Денис проснулся от сильной глухой головной боли, помокревший, с высокой температурой, ему казалось, что он горит изнутри. Он не мог пошевелиться, его губы иссохли и жадно требовали воды. Молодая медсестра, которая сидела напротив больничной кровати и читала книгу, заметив, что пациент открыл глаза, тут же подошла к нему, наклонилась и ласковым голосом сказала – не волнуйся, всё позади.

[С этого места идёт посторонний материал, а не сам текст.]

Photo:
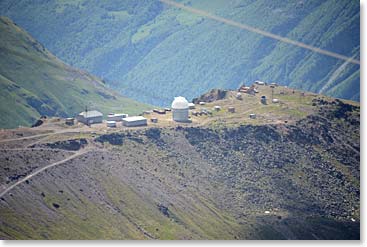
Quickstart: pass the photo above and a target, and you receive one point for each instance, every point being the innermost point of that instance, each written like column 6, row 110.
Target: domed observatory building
column 180, row 109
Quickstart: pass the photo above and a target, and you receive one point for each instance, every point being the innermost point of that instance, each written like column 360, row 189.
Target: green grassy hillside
column 278, row 176
column 152, row 52
column 34, row 82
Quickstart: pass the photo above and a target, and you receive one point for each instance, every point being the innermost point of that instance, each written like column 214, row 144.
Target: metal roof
column 133, row 119
column 90, row 114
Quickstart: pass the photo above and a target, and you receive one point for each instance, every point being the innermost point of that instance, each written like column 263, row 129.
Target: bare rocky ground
column 295, row 180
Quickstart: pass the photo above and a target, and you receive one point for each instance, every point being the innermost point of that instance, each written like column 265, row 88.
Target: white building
column 180, row 109
column 191, row 106
column 116, row 117
column 111, row 124
column 134, row 121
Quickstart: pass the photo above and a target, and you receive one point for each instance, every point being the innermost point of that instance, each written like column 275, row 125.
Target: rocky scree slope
column 295, row 181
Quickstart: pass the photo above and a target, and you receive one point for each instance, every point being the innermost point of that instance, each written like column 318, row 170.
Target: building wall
column 180, row 115
column 90, row 120
column 142, row 122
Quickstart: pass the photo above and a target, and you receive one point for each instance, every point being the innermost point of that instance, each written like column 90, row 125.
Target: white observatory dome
column 180, row 103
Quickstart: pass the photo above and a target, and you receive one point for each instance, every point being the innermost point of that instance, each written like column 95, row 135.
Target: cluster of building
column 180, row 111
column 96, row 117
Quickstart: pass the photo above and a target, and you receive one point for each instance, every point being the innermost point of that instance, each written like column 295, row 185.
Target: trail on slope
column 77, row 154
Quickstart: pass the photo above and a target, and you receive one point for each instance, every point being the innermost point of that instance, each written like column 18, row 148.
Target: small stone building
column 134, row 121
column 180, row 109
column 90, row 117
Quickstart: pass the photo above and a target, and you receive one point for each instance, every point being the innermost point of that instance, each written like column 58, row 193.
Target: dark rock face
column 69, row 145
column 164, row 210
column 39, row 122
column 311, row 167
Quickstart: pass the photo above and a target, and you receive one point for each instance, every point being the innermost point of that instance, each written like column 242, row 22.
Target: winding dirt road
column 77, row 154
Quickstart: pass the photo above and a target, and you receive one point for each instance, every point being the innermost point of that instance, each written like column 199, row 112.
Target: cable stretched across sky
column 261, row 32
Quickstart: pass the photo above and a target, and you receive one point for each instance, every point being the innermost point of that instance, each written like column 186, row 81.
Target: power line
column 261, row 32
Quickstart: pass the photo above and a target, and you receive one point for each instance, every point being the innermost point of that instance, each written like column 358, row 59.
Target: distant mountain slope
column 151, row 51
column 34, row 82
column 233, row 177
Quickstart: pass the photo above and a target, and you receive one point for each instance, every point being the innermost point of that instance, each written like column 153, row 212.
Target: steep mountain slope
column 33, row 82
column 152, row 52
column 255, row 179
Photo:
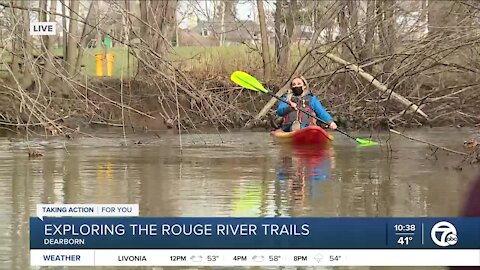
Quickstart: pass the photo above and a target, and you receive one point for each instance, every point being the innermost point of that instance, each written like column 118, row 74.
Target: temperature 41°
column 404, row 240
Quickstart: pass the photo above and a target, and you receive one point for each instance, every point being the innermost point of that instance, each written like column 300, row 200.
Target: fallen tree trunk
column 380, row 86
column 349, row 66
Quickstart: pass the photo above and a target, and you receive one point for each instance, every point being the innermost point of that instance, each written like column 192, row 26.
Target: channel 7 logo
column 447, row 233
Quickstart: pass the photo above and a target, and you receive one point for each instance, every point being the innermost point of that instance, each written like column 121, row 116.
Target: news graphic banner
column 114, row 235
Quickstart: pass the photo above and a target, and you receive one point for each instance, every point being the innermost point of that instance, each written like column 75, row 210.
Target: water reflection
column 300, row 169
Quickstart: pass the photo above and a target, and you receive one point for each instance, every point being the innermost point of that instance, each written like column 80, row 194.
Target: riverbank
column 199, row 94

- Где я? Воды! – еле слышно прошептал Денис.
Анжела, так звали эту 22-летнюю белокурую девушку, налила в стакан воды из стоящей на тумбочке у кровати вазы и прислонила к его губам. Денис выпил стакан маленькими осторожными глотками. Голова ужасно болела, а еще ноги, как будто их зажали в тиски ниже колена и вгоняли в них иглы. Одна рука у него не двигалась вообще, а другая с невероятным усилием лишь дрогнула, тогда, когда он хотел откинуть простыню и посмотреть на ноги.

- Я не могу пошевелиться! Я не могу…больно, как больно!
- Спокойно, спокойно. Вам нельзя напрягаться, сейчас, сейчас! – и эта на вид хрупкая девчушка с ангельским личиком и с влажными глазами резким, но уверенным движением ввела ему обезболивающее из шприца. Денис посмотрел на её, как бы извиняющийся взгляд и снова, обессиленный уснул.
Он проснулся на следующий день, ближе к часу дня. Напротив него сидела уже другая медсестра, женщина лет сорока пяти на вид, невысокая и слегка полненькая, с добродушной улыбкой.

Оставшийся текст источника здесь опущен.